The EU called on Turkey on several occasions to recognize Cyprus as this country has now become a full-fledged member of the Union that Turkey wishes to join. It also called on Turkey to open its harbours to the Greek Cypriot ships. However Turkey pointed out that it would not recognize “Cyprus” before a comprehensive solution acceptable to both parties in Cyprus is found.
The reason for it is simple. Turkey’s recognition of Cyprus will entail the recognition of two different sovereignties over the same territory, that is to say over the north of Cyprus. No country would put itself in such an irrational situation. Furthermore, no government in Turkey can sell such a move to the public opinion.
Therefore, it is not realistic to expect Turkey to recognize Cyprus, before a comprehensive solution is found. This is not an excuse invented by Turkey in order to justify its unwillingness. It was the EU itself that told Turkey the Annan Plan was the best possible solution to the Cyprus problem and that invited Turkey for this reason to encourage Turkish Cypriots to vote in favour of the Annan Plan. The majority of the public opinion in the mainland Turkey was against the Annan Plan. Despite this, the political leadership in Turkey took a risk and decided to encourage the Turkish Cypriots to follow the advice of the EU. The Turkish Cypriots voted in favour of the Annan Plan as a result of this encouragement. The Greek Cypriots voted against the Annan Plan. At the end, the Greek Cypriots were admitted to the EU. The Turkish Cypriots who followed the EU advice, instead of a reward, were left out of the EU. This is an episode that could be taught in the universities as an excellent example of unethical attitude in international relations.

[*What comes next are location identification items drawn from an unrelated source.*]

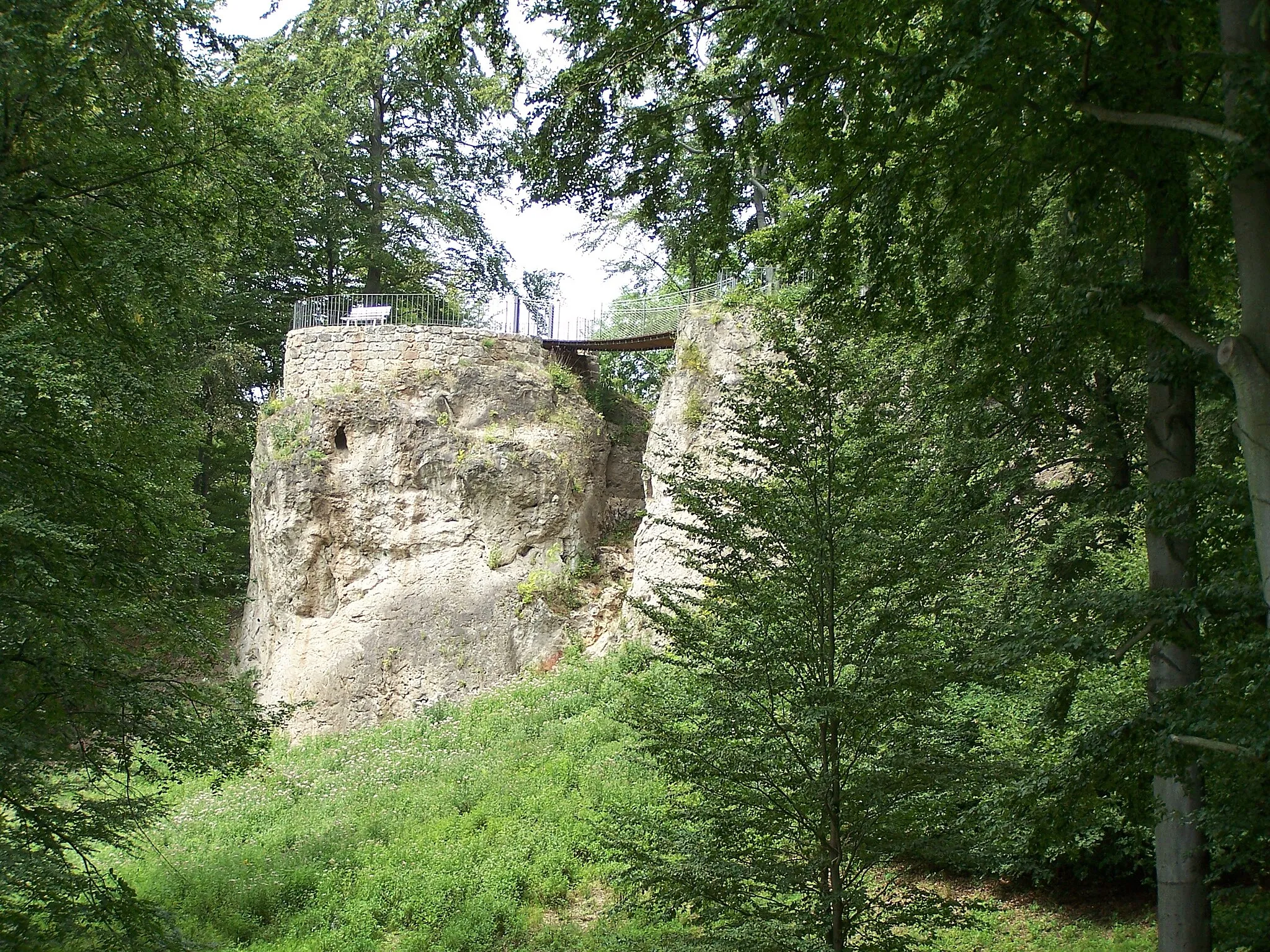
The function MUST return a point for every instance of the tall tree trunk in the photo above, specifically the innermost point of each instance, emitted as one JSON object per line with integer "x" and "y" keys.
{"x": 758, "y": 193}
{"x": 1246, "y": 357}
{"x": 1181, "y": 853}
{"x": 375, "y": 229}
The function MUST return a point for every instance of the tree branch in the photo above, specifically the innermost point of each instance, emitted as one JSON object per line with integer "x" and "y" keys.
{"x": 1201, "y": 346}
{"x": 1165, "y": 121}
{"x": 1220, "y": 746}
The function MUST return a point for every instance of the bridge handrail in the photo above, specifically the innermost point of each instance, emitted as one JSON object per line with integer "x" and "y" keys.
{"x": 646, "y": 315}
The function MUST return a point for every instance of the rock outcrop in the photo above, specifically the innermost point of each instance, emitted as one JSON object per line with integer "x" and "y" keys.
{"x": 711, "y": 348}
{"x": 435, "y": 511}
{"x": 420, "y": 501}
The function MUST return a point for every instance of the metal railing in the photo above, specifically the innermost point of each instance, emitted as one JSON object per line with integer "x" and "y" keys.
{"x": 638, "y": 316}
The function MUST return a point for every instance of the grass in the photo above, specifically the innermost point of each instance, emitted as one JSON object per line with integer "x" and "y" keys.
{"x": 465, "y": 831}
{"x": 470, "y": 829}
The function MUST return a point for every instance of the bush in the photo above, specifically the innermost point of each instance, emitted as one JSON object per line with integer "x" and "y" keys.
{"x": 563, "y": 380}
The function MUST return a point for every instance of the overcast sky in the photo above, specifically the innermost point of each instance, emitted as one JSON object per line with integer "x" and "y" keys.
{"x": 538, "y": 238}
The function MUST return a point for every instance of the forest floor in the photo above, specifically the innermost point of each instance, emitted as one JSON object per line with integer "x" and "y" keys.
{"x": 475, "y": 829}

The Annan Plan was providing for the accession of a “re-united Cyprus” to the EU. The EU chose to turn a blind eye to this fact by admitting a Cyprus that was not yet “re-united”. It will not be fair to ask Turkey to pay the bill for this fait accompli. I presume that the EU is aware of the mistake that it has committed by admitting Cyprus before the Cyprus question was solved. Turkey believes that it is now the turn of the Greek Cypriot side to reciprocate the positive move that the Turkish Cypriots made by voting in favour of the Annan Plan.
On the question of opening the harbours, Turkey said that it would be willing to do so if the Greek Cypriots agree to the opening of the Turkish Cypriot harbours to the international traffic at the same time. The Greek Cypriot side did not yet respond to this constructive proposal.
The accession negotiations will start most probably with the first screened chapters such as Science and Research or Education and Culture. Can Mr. Papadopulos go in the intergovernmental conference as far as blocking the start of accession negotiations with Turkey? It is less likely that he attempts to do so in such uncontroversial chapters. He may prefer to hold his cards for the opening of chapters like Free Movement of Goods or Right of Establishment and Freedom to Provide Services, because these chapters could be more directly related to the question of the opening of the Turkish harbours and airports to the Greek Cypriot ships and aircraft. If he blocks the start of the negotiations, he will also have to explain why he did not agree to the opening of the Turkish Cypriot harbours to the international traffic. Papadopulos may also know that the main loser will be the Greek Cypriots in case the accession negotiations with Turkey fail for one reason or another.